# Cleaning your leather or vinyl seats tip



## AutomotiveRenewal (Sep 25, 2005)

I see so many interiors go to waste because the owners do not take care of what they have. A lot of the time I can bring back a faded interior with dirt and grime in the seat cracks as I call them. Here is a DIY tip that will cost you little compared to buying new seat skins. If you have faded or plain dirty leather or vinyl seats gather the following supplies. 
We use top of the line products in our line of business but to save you guys a few bucks I will give you this info. 
1) Simple Green cleaner
2) water in a spray bottle
3) clean dry rag
4) scotch pad
5) medium bristle scrub brush
6) vacuum if your seats have corn nuts and cracker crumbs  

Start off vacuuming out the crevices of the seat.
Spray down your back section of your seat and be ready to scrub right away. If you let simple green sit on the seat it spot dry fast. So scrub asap with your brush doing the full back section of the seat. Now take your water bottle and spray the back section again. this time take your scotch pad and scrub away and you will see the dirt and grime coming up. When your done doing the seat back dry it down with your cloth. Next repeat on the lower section of the seat and your seat if not already in poor poor condition before you started should be nice and clean now. If you still see cracks where dirt is trapped repeat the cleaning steps over that area. Your seat should be cleaner and the material will sometimes be smoother. 
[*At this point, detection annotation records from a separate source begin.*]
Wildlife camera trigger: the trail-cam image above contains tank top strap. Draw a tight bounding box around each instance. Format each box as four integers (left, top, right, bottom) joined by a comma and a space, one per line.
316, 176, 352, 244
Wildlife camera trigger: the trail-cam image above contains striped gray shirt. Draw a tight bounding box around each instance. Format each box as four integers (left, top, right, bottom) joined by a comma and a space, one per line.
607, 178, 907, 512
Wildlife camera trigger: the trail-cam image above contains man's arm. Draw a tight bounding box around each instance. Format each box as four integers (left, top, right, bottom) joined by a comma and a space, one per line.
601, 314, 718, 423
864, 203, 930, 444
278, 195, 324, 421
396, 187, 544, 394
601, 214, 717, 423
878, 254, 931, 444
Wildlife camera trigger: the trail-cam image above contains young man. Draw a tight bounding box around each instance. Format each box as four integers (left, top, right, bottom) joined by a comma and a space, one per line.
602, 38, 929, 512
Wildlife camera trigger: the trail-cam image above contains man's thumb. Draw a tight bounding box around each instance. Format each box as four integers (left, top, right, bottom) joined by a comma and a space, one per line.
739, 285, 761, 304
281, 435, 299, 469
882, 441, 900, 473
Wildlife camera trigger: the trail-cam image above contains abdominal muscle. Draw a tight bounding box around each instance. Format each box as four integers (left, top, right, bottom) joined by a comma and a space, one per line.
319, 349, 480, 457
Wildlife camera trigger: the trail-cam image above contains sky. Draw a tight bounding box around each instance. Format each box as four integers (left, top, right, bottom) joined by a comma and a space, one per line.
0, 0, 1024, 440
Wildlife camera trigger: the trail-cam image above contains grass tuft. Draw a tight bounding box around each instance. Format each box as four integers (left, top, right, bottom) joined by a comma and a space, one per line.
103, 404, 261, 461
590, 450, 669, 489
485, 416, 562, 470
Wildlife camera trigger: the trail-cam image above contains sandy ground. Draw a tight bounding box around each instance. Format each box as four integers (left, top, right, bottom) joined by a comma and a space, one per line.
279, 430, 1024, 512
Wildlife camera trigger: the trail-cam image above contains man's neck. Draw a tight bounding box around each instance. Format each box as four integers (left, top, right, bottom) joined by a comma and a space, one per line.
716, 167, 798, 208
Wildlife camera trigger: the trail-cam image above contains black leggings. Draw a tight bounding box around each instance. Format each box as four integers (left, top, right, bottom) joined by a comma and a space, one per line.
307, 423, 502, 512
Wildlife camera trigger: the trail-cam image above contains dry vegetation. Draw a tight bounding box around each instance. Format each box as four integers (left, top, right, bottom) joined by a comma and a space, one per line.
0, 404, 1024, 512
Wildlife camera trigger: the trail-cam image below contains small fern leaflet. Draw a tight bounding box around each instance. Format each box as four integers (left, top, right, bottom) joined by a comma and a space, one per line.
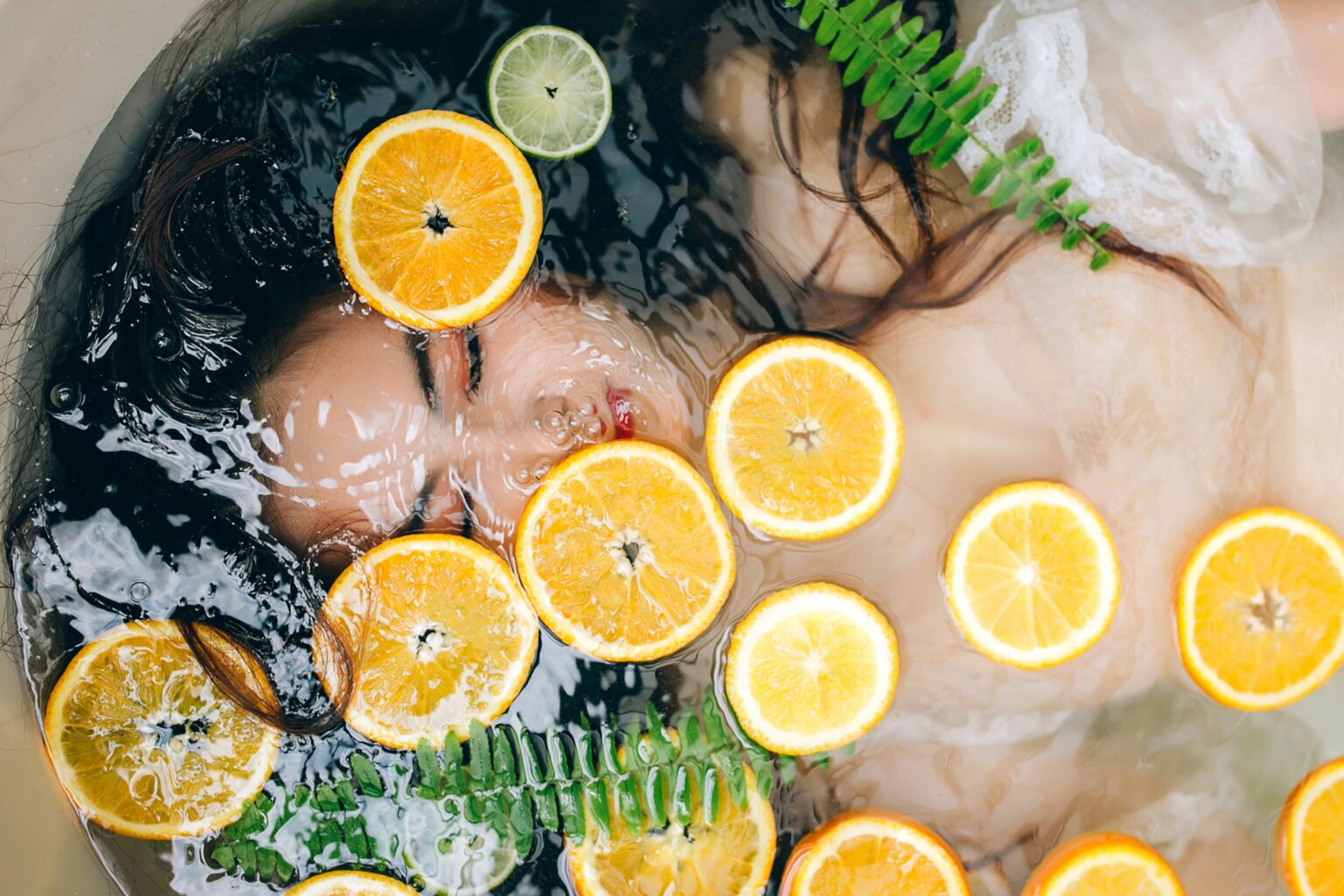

*Disclaimer*: This DIY tip is and I am not responsible for any damage you may cause when doing this yourself. I dont know what damage you could posibally cause but everyone does things differently.


----------



## thestunts200sx (Jul 11, 2005)

nice disclaimer, lol.

I just use a tiny bit of car soap and water...simple green always works wonders though.

A good tip as well, is to use warm/hot water...not boiling, but fairly hot to help lift dirt/grime.

Also, for a cleaner finish, pull the seats outta the car so you dont spray all over the place if your the kinda person that isnt detail oriented.
And after you've wiped it down, spray again with just water, to fully "rinse" out any solvent/cleaner residue. And I usually wipe down with meguiars leather wipes....works really well, and keeps thing lasting longer.

Check out http://www.nissanforums.com/showthread.php?t=105715 for my interior shot ....and that was 4 to now coming on 5 years ago.


----------



## AutomotiveRenewal (Sep 25, 2005)

thestunts200sx said:


> nice disclaimer, lol.
> 
> I just use a tiny bit of car soap and water...simple green always works wonders though.
> 
> ...


yeah I added that disclaimer just so someone doesn't go doing it wrong and come back crying. Not like I needed to but you never know these days. good info you added. sweet seats.


----------